Chronic ill-health debarred Locker from any active part in life, but it did not prevent his delighting a wide circle of friends by his gifts as a host and raconteur, and from accumulating many treasures as a connoisseur. He was acquainted with practically all the major literary figures of the age, including Matthew Arnold, the Brownings, Carlyle, Dickens, George Eliot, Leigh Hunt, Ruskin, Tennyson, Thackeray and Trollope. He was also a mentor to the illustrator artists Randolph Caldecott and Kate Greenaway.

He was a noted bibliophile and one of the foremost exponents of the "Cabinet" style of book collecting. He catalogued his own collection of rare books, first editions, prints and manuscripts in a volume named after his family home in Sussex, the Rowfant Library (1886). An Appendix compiled by his elder son, Godfrey, was published in 1900. The Rowfant Club, a Cleveland-based society of book collectors, is named after his home.

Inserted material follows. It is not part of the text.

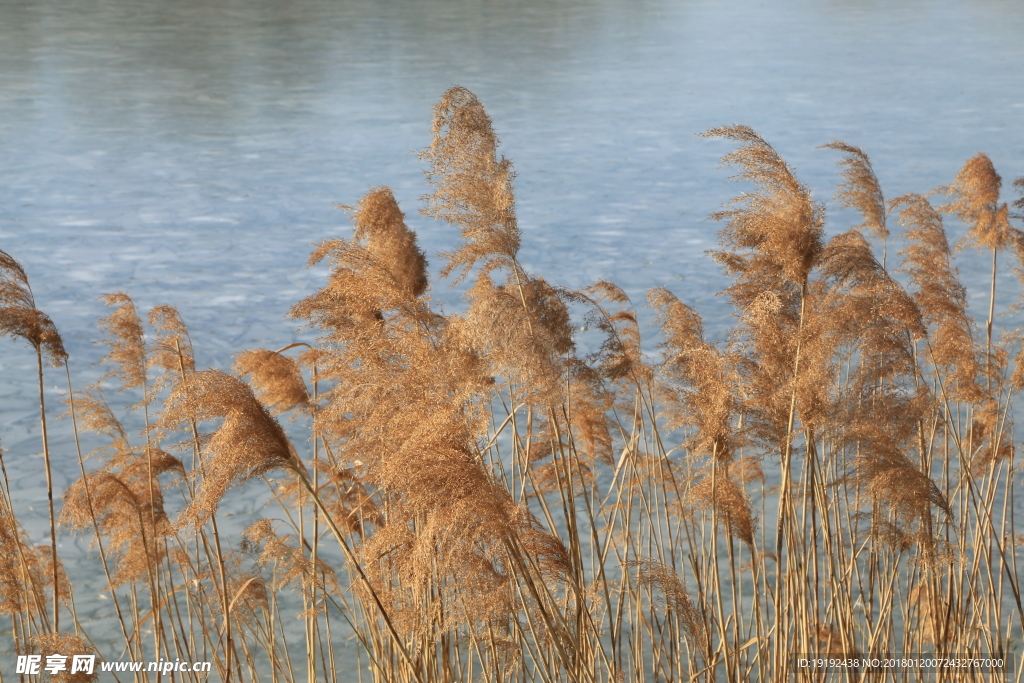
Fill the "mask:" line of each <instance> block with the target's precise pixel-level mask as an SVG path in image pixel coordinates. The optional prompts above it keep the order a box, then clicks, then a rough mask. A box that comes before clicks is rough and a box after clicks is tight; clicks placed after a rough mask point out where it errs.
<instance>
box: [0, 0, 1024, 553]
mask: <svg viewBox="0 0 1024 683" xmlns="http://www.w3.org/2000/svg"><path fill="white" fill-rule="evenodd" d="M1022 37H1024V3H1021V2H1019V1H1018V0H929V1H926V0H904V1H903V2H900V3H891V2H881V1H873V0H777V1H766V2H756V1H753V0H674V1H673V0H590V1H584V0H502V1H501V2H498V1H490V0H400V1H394V2H380V1H379V0H350V1H344V2H342V1H329V0H257V1H252V0H249V1H242V0H238V1H228V0H214V1H209V0H175V1H174V2H156V1H151V0H60V1H59V2H58V1H56V0H37V1H35V2H31V3H24V2H16V1H14V0H2V1H0V249H2V250H4V251H7V252H9V253H10V254H12V255H14V256H15V257H16V258H18V259H19V260H20V261H22V263H23V264H24V265H25V266H26V268H27V270H28V271H29V273H30V278H31V279H32V284H33V288H34V291H35V294H36V299H37V303H38V305H39V306H40V307H41V308H42V309H43V310H45V311H47V312H48V313H49V314H50V315H51V316H52V317H53V318H54V321H55V322H56V325H57V327H58V328H59V330H60V331H61V333H62V334H63V336H65V339H66V342H67V344H68V347H69V350H70V352H71V354H72V364H73V371H74V372H75V373H76V377H78V378H79V381H80V383H84V382H86V381H92V380H95V379H96V378H97V377H98V375H99V374H100V372H101V371H100V370H99V369H98V368H96V367H95V366H94V364H95V362H96V361H97V360H98V358H99V357H100V355H101V352H102V351H101V349H99V348H97V347H95V346H94V345H93V344H92V341H93V340H95V339H96V338H97V336H98V335H97V332H96V330H95V327H94V323H95V319H96V318H97V317H99V316H100V315H102V314H104V311H103V307H102V305H101V304H100V303H99V302H98V301H97V297H98V296H100V295H101V294H103V293H106V292H113V291H124V292H127V293H129V294H131V295H132V296H133V297H134V298H135V299H136V302H137V303H138V305H139V307H140V308H141V309H143V310H144V309H146V308H148V307H150V306H153V305H156V304H161V303H168V304H172V305H175V306H177V307H178V308H179V309H180V311H181V313H182V315H183V317H184V319H185V321H186V322H187V323H188V324H189V326H190V327H191V330H193V336H194V338H195V340H196V347H197V352H198V358H199V361H200V365H202V366H216V367H222V368H224V367H227V366H228V364H229V362H230V357H231V354H232V353H233V352H236V351H238V350H240V349H242V348H251V347H257V346H268V347H276V346H282V345H285V344H287V343H290V342H292V341H297V340H302V339H308V338H309V336H310V335H309V334H308V333H307V332H301V331H296V326H295V324H294V323H292V322H290V321H286V319H284V316H285V315H286V313H287V312H288V309H289V307H290V305H291V304H292V303H294V302H295V301H296V300H298V299H299V298H301V297H303V296H304V295H306V294H308V293H309V292H311V291H312V290H313V289H314V288H316V287H317V286H318V285H319V284H321V283H322V282H323V276H324V274H325V270H324V269H323V268H313V269H307V268H306V266H305V261H306V258H307V255H308V252H309V250H310V245H311V244H313V243H316V242H318V241H321V240H324V239H327V238H331V237H335V236H344V234H347V231H348V229H349V228H348V223H347V220H346V218H345V216H344V214H343V213H341V212H339V211H338V210H336V209H335V208H334V204H335V203H342V204H347V203H353V202H355V201H357V200H358V198H359V197H360V195H361V194H362V193H365V191H366V190H367V189H369V188H370V187H372V186H376V185H381V184H388V185H390V186H392V187H393V188H394V191H395V195H396V197H397V199H398V201H399V203H400V204H401V206H402V207H403V209H404V211H406V213H407V218H408V221H409V223H410V224H411V226H412V227H414V228H415V229H416V230H417V231H418V232H419V236H420V241H421V244H422V245H423V246H424V247H425V249H426V251H427V252H428V254H430V255H433V254H436V252H438V251H440V250H442V249H450V248H452V247H453V246H454V245H455V244H456V241H457V232H456V230H455V229H454V228H452V227H451V226H449V225H445V224H442V223H437V222H434V221H432V220H430V219H427V218H424V217H422V216H420V215H419V214H418V209H419V206H420V205H419V198H420V197H421V196H422V195H424V194H426V193H427V191H429V187H428V185H427V184H426V182H425V180H424V177H423V174H422V171H423V168H424V167H423V164H422V163H421V162H420V161H419V160H418V159H417V157H416V155H415V152H416V151H418V150H422V148H423V147H425V146H426V145H427V144H428V143H429V139H430V116H431V108H432V105H433V104H434V103H435V102H436V101H437V99H438V98H439V97H440V95H441V93H443V91H444V90H445V89H446V88H447V87H450V86H451V85H452V84H456V83H458V84H460V85H463V86H466V87H468V88H470V89H471V90H473V91H474V92H476V94H477V95H478V96H479V98H480V99H481V100H482V101H483V103H484V104H485V105H486V108H487V111H488V112H489V114H490V116H492V118H493V119H494V122H495V127H496V129H497V131H498V133H499V135H500V137H501V140H502V143H503V144H502V152H503V154H505V155H506V156H507V157H508V158H509V159H511V160H512V161H513V163H514V164H515V167H516V169H517V172H518V176H517V180H516V189H517V201H518V216H519V222H520V225H521V227H522V229H523V248H522V254H521V256H522V260H523V262H524V264H525V266H526V267H527V269H529V270H531V271H534V272H537V273H540V274H543V275H546V276H547V278H548V279H549V280H551V281H552V282H554V283H557V284H561V285H565V286H569V287H583V286H586V285H588V284H590V283H593V282H595V281H597V280H601V279H609V280H613V281H615V282H616V283H618V284H620V285H622V286H623V287H624V288H625V289H626V290H627V291H628V292H629V293H630V295H631V296H633V297H634V298H635V300H636V301H637V302H638V303H639V302H641V301H642V299H643V297H644V294H645V291H646V290H647V288H649V287H652V286H656V285H665V286H668V287H670V288H671V289H673V290H674V291H675V292H676V293H677V294H678V295H679V296H680V297H681V298H682V299H683V300H684V301H686V302H688V303H691V304H694V305H696V306H697V307H698V309H700V310H701V312H703V313H705V315H706V317H707V327H708V329H709V333H710V336H713V337H720V336H723V335H724V334H725V332H726V330H727V329H728V327H729V325H730V324H731V319H730V313H731V311H730V310H729V309H728V308H727V307H726V305H725V301H724V300H723V299H721V298H716V297H714V296H713V294H714V292H716V291H718V290H719V289H721V288H722V287H723V286H724V284H725V281H724V279H723V278H722V275H721V274H720V272H719V270H718V268H717V267H716V266H715V265H714V264H713V263H712V261H711V260H710V259H708V258H707V256H706V255H705V253H703V252H705V251H706V250H707V249H710V248H713V247H714V246H715V240H716V237H715V233H716V230H717V226H716V225H715V224H713V223H710V222H706V221H705V218H706V217H707V216H708V214H709V213H711V212H712V211H715V210H717V209H719V208H720V207H721V205H722V204H723V203H724V202H726V201H727V200H728V199H729V198H731V197H733V196H734V195H735V194H736V193H737V191H739V190H741V189H742V187H741V186H739V185H735V184H732V183H730V182H729V181H728V179H727V176H728V175H729V171H728V170H727V169H721V168H718V166H717V163H718V160H719V159H720V158H721V157H722V156H723V155H724V154H726V153H727V152H728V151H729V150H730V148H731V147H730V145H729V144H728V143H726V142H723V141H719V140H709V139H702V138H698V137H696V134H697V133H699V132H701V131H703V130H707V129H709V128H711V127H714V126H721V125H726V124H731V123H743V124H746V125H750V126H752V127H754V128H755V129H756V130H757V131H758V132H760V133H761V134H762V135H763V136H764V137H765V138H766V139H768V140H769V141H770V142H771V143H772V144H774V145H775V147H776V148H777V150H778V151H779V152H780V153H781V154H782V155H783V156H784V157H785V158H786V159H787V161H788V162H790V163H791V164H792V165H793V166H794V167H796V168H797V172H798V174H799V176H800V177H801V178H802V179H803V180H804V181H805V182H806V183H807V184H808V185H810V186H811V187H812V188H813V189H814V191H815V193H816V195H817V197H818V198H819V199H821V200H822V201H829V211H830V218H829V230H830V231H839V230H842V229H845V228H846V227H848V226H850V225H852V224H855V223H856V222H859V220H858V219H857V217H856V216H854V215H852V214H851V213H850V212H848V211H838V210H835V204H834V203H831V202H830V198H831V193H833V190H834V187H835V182H836V179H835V177H836V176H835V172H836V168H835V162H836V161H837V158H838V155H837V153H835V152H831V151H823V150H818V148H816V147H817V146H818V145H820V144H823V143H825V142H828V141H830V140H834V139H837V138H838V139H843V140H845V141H847V142H850V143H853V144H857V145H859V146H862V147H863V148H864V150H865V151H866V152H867V153H868V154H869V155H870V157H871V159H872V161H873V162H874V165H876V171H877V173H878V176H879V178H880V179H881V181H882V183H883V188H884V190H885V191H886V194H887V196H888V197H896V196H898V195H902V194H904V193H908V191H920V193H924V191H928V190H929V189H931V188H933V187H935V186H937V185H940V184H943V183H946V182H949V181H950V180H951V179H952V178H953V176H954V175H955V173H956V171H957V170H958V169H959V167H961V166H962V165H963V163H964V162H965V161H966V160H967V159H969V158H970V157H972V156H973V155H974V154H976V153H977V152H986V153H987V154H988V155H989V156H990V157H991V158H992V160H993V162H994V163H995V166H996V168H997V169H998V170H999V171H1000V172H1001V173H1002V175H1004V177H1005V178H1006V180H1007V185H1009V181H1010V180H1011V179H1013V178H1015V177H1018V176H1022V175H1024V125H1022V123H1024V69H1022V66H1024V41H1022V40H1021V38H1022ZM1008 189H1009V188H1008ZM1010 197H1011V196H1010V194H1009V193H1008V198H1010ZM950 231H951V232H952V233H953V236H954V237H955V236H956V234H958V233H959V232H962V231H963V228H962V227H961V226H959V225H957V224H956V223H955V222H952V223H950ZM438 264H439V259H438V258H436V257H434V258H432V259H431V265H432V267H433V268H434V270H435V271H436V269H437V267H438ZM959 266H961V269H962V272H963V273H964V275H965V279H966V280H967V282H968V284H969V287H971V288H972V292H973V294H972V297H978V299H977V300H976V299H975V298H972V299H971V301H972V305H973V306H974V308H975V310H976V312H977V313H979V314H982V313H983V309H984V307H985V302H986V301H987V299H985V297H987V289H986V288H987V268H988V264H987V262H986V260H985V259H984V258H975V257H974V255H972V254H965V255H964V258H962V260H961V263H959ZM1001 273H1002V274H1001V275H1000V283H999V290H1000V292H1001V294H1000V299H999V307H1000V308H1006V307H1007V306H1009V305H1010V304H1011V303H1012V302H1013V301H1014V300H1016V297H1017V296H1018V293H1019V291H1020V288H1019V286H1018V285H1017V283H1016V282H1015V281H1013V280H1012V278H1011V274H1010V271H1009V268H1008V267H1006V266H1004V267H1002V268H1001ZM433 294H434V296H435V297H436V298H437V299H438V301H439V302H440V303H441V304H442V305H444V306H445V307H447V308H449V309H454V308H456V307H458V306H459V305H460V304H459V302H460V293H459V291H453V290H452V289H450V288H449V286H447V284H445V283H437V284H435V285H434V290H433ZM1005 319H1006V321H1007V322H1008V324H1011V325H1013V326H1015V325H1016V322H1015V321H1016V318H1013V317H1011V318H1005ZM33 362H34V358H33V357H32V355H31V352H30V351H29V350H28V349H27V348H25V347H24V345H18V344H14V343H12V342H10V341H8V340H0V373H2V375H3V381H2V383H0V408H2V410H3V415H4V419H3V425H2V430H3V431H2V432H0V438H2V439H3V446H4V450H5V452H6V454H7V455H6V457H5V460H6V462H7V466H8V473H9V474H10V475H11V478H12V487H13V488H15V498H16V500H17V501H18V502H19V505H22V506H24V508H23V512H24V514H25V518H26V521H27V523H28V526H29V529H30V531H31V533H32V536H33V538H34V540H35V541H37V542H38V541H41V540H42V539H43V524H42V520H43V517H42V515H43V514H44V511H43V508H44V507H45V506H44V505H43V504H42V503H41V501H42V500H43V495H42V492H43V490H44V489H43V488H42V484H41V481H40V476H39V465H40V461H39V460H37V459H36V458H33V457H32V456H33V455H34V454H38V453H39V444H38V437H37V436H36V432H35V431H34V430H35V429H36V420H37V417H36V415H35V413H34V408H33V401H32V396H33V391H34V387H33V384H32V382H33V375H32V366H33ZM59 382H60V380H59V377H58V376H56V375H54V376H53V377H52V381H51V382H49V383H48V384H49V390H50V397H51V399H52V400H53V401H55V400H56V399H57V391H58V389H59ZM54 431H55V459H56V460H57V463H58V467H57V478H58V486H59V485H63V484H66V483H68V482H69V481H70V480H71V479H73V478H74V476H75V475H74V467H73V466H72V464H73V463H74V460H73V453H74V451H73V449H72V445H71V441H70V430H69V428H68V426H67V425H66V424H63V425H58V426H57V427H55V428H54ZM34 515H35V516H34ZM65 543H66V546H68V547H67V548H66V550H65V551H63V552H67V553H74V552H77V551H74V550H73V549H72V547H71V546H72V545H73V544H75V545H82V544H83V543H84V542H73V541H72V540H70V539H69V540H66V542H65Z"/></svg>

As a poet, Locker belongs to the choir who deal with the gay rather than the grave in verse. His prose was polished and witty rather than the lofty or emotional. His writing kept him as far from the broadly comic on the one side as his kind heart saved him from cynicalness on the other.

== Biographies ==
A posthumous volume of his memoirs, entitled My Confidences, appeared in 1896. In The Varieties of Religious Experience (1902) William James wrote of the 'amiable' personality shown in this book: "This is a complex, a tender, a submissive, and graceful state of mind. For myself, I should have no objection to calling it on the whole a religious state of mind, although I dare say that to many of you it may seem too listless and half-hearted to merit so good a name."

Frederick Locker-Lampson: A Character Sketch, which includes a selection of his letters, was composed and edited by his son-in-law, Augustine Birrell in 1920. This gives an interesting idea of his personality and literary connections as well as notes on his book collection.